While I'm generally pretty good at remaining open to different viewpoints, I'm about done with anti-vaxers. I am sympathetic to the folks who have legitimate medical reasons to avoid the covid vaccine, even as I'm pretty sure that "religious objection" folks are just making shit up.
The lack of will surrounding the opening of schools is staggering. From districts that don't really have any policies and procedures in place yet, to those that think that having talked about them is as good as having actually done something.
I was reminded yet again last night as I sat at an organizational meeting for directors in local community theater. It was such a stark contrast with what we're seeing in schools.
First, the theater started with a basic premise--they want to stay open and put on shows.
From there, they went to some pretty simple policies.
Everyone in a show this season must be vaxed-- cast, crew, everyone. If they won't do that, they must be tested weekly. If they won't do either, they can just stay home. Also, everyone masks.
Meanwhile, the theater has an HVAC system that completely replaces all the air in the place about every 30 minutes.
And if people are feeling kind of covidy, they are to stay home until they know one way or the other.
Of course this isn't perfect. People who don't drink before they drive sometimes have accidents. People who wear seat belts are sometimes injured or killed. But these steps improve your odds.

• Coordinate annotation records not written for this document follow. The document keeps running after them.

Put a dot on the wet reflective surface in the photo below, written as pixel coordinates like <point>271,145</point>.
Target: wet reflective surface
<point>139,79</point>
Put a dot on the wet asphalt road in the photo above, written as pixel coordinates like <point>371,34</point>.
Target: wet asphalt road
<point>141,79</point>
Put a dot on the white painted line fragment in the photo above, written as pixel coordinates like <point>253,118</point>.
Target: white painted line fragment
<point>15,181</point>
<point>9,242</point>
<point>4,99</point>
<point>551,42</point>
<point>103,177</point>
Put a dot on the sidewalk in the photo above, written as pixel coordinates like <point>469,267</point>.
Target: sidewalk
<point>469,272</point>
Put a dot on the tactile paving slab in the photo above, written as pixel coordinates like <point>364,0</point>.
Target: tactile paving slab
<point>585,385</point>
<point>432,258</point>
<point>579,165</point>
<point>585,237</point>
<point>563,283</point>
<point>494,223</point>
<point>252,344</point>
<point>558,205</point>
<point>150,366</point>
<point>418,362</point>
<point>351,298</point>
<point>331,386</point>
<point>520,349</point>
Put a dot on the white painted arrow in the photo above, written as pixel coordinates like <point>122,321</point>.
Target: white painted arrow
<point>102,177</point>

The key is, I think, knowing your objective. Notice that the theater objective is not "make sure people who have political objections to mitigation methods don't feel put out." The one conce3ssion the theater has made is not to take the step most other live theaters have--requiring proof of vaccination to sit in the audience.
The goal is to stay open. The goal is to mitigate the spread within the place so that critical personnel are not lost to illness, thereby putting the whole operation at risk of being unable to continue.
Do these goals sound familiar?
There is much about the US response to COVID that I will never really understand, but high on the list will be the huge disconnect on re-opening schools.
Folks really, really, really want schools to be open in person again. They have had two years to figure out what it would take to do that. In some cases they have spent the two years just kind of wishing hard. In some case, they have spent the two years figuring it out, but now that it's time to implement some of that, they're just going to not. In some too few cases, they even used the time to figure out how to do a better job if a school had to go remote. And in some cases they're going to be shocked and angry that teachers don't want to get back to it without any serious safeguards in place.
Vaccine mandates are somehow an intolerable act against human freedom, even though we already mandate an assortment of vaccines for school attendance.
It is a reminder, once again, that we just aren't a serious people. We aren't serious about education in general. We aren't serious about gun deaths, and we aren't serious about dealing with COVID. We aren't serious about getting and keeping schools open safely, and we aren't serious about recognizing that in some cities, under some conditions, we can't have it just because we want it.
Somewhere along the way we also loss our pragmatism, becoming far less interested in getting the job done and more interested in Being Right or Making Our Point. So we end up with schools closed or open uselessly, even though we know plenty about what it would take to get it done right.